Let’s be somewhat conservative and assume that the stock market will generate its 7% annual returns paid out entirely as dividends and that valuations will compress a bit bringing our average annual returns to 5%.¹ In this case our duration is 10 years. That seems pretty reasonable to me since it’s unusual to see any 10 year period in which stocks are losers. So, the stock market is at least a 10 year instrument and the bond market, in aggregate, with an average duration of ~7 gives us a 50/50 stock/bond portfolio with an average duration of 8.5. So, why in the world would we judge portfolios with 8.5 year time horizons over one year periods?  The answer is that we shouldn’t, but that we do it because we’re really f&$king impatient animals. 

This makes sense from a forecasting perspective as well. We know, statistically, that the stock and bond markets have positively skewed long-term returns. The more patient you are, the more likely you are that an optimistic forecast will be realized. The more short-term you are, the more random the outcomes and the less likely your forecasts are to come true.² And that’s the real problem with annual forecasts. The stock and bond market returns are largely random inside of any 12 month period. So it makes little sense to try to guess what the stock and bond markets will do inside of any single year.

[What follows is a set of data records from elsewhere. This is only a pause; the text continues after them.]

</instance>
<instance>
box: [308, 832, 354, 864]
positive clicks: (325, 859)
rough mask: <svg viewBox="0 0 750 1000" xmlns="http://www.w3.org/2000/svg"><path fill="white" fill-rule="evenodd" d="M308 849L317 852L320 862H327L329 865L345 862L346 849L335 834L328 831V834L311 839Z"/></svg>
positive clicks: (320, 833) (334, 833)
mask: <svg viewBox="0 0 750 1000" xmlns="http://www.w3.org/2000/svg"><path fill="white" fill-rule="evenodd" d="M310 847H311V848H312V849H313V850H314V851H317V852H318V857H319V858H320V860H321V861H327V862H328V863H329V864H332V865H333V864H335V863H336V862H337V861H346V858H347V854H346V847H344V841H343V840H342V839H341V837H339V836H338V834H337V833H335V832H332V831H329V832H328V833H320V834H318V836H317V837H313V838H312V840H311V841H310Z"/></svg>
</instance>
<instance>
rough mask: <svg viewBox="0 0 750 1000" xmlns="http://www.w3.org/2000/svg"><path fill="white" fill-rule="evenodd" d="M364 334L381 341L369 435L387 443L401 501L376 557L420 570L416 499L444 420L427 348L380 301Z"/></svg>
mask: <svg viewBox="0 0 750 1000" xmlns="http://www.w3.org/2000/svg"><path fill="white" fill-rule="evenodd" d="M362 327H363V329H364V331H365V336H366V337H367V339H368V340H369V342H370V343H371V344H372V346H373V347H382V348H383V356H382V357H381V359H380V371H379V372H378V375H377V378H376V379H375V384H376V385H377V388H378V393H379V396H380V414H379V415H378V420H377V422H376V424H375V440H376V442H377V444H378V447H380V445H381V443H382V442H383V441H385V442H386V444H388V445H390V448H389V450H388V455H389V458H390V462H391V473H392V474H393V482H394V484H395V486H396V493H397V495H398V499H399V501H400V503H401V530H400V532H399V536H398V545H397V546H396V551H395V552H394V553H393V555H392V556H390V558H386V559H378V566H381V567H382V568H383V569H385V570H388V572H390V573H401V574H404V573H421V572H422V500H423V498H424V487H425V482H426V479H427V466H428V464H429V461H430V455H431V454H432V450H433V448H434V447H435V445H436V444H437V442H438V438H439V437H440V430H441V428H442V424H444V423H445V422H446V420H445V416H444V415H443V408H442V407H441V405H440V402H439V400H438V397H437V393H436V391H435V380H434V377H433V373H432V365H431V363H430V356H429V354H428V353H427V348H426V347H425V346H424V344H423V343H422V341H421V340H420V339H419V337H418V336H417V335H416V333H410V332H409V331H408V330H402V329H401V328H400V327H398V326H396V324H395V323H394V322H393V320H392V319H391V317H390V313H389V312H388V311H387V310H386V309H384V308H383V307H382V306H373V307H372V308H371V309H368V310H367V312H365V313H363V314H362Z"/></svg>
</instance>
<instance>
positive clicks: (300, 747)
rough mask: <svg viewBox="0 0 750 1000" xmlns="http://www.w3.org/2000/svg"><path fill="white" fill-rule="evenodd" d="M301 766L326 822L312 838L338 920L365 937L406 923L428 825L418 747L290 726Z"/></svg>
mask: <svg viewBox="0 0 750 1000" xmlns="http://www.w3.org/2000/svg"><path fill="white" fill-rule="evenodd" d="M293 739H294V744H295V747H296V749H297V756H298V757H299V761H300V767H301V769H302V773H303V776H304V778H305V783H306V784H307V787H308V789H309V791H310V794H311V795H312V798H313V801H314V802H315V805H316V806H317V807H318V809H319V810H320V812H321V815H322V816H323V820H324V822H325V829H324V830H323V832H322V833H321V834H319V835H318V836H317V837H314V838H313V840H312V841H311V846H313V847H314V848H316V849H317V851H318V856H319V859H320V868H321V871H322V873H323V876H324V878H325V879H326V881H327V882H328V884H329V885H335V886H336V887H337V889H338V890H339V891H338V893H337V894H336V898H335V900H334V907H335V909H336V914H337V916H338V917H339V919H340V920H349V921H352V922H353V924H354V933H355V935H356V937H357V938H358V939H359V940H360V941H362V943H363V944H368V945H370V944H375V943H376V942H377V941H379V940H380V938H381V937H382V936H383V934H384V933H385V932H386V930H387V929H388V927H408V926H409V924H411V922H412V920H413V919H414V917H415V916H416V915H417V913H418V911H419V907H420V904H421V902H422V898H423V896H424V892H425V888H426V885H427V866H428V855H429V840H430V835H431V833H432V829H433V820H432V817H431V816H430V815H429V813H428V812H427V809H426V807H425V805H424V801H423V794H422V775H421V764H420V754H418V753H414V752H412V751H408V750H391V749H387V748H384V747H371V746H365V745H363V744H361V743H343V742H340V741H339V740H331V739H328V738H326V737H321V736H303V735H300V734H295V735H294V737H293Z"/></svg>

So, instead of thinking in one year time horizons try to treat the financial markets for what they are – moderately long-term instruments where reasonable forecasts can only be relied upon over multi-year periods. This will help you avoid the bias of short-termism and increase the likelihood that you’ll achieve your financial goals by avoiding the urge to constantly change what you think isn’t working because you’re too impatient to let it work.

¹ – I assumed a constant profit rate consistent with historical rates of profits. I also assumed a bit of valuation compression since valuations are a bit high in historical terms. 

² – Investing is all about duration matching. You need to quantify your personal duration for your financial goals and match the right portfolio to that duration.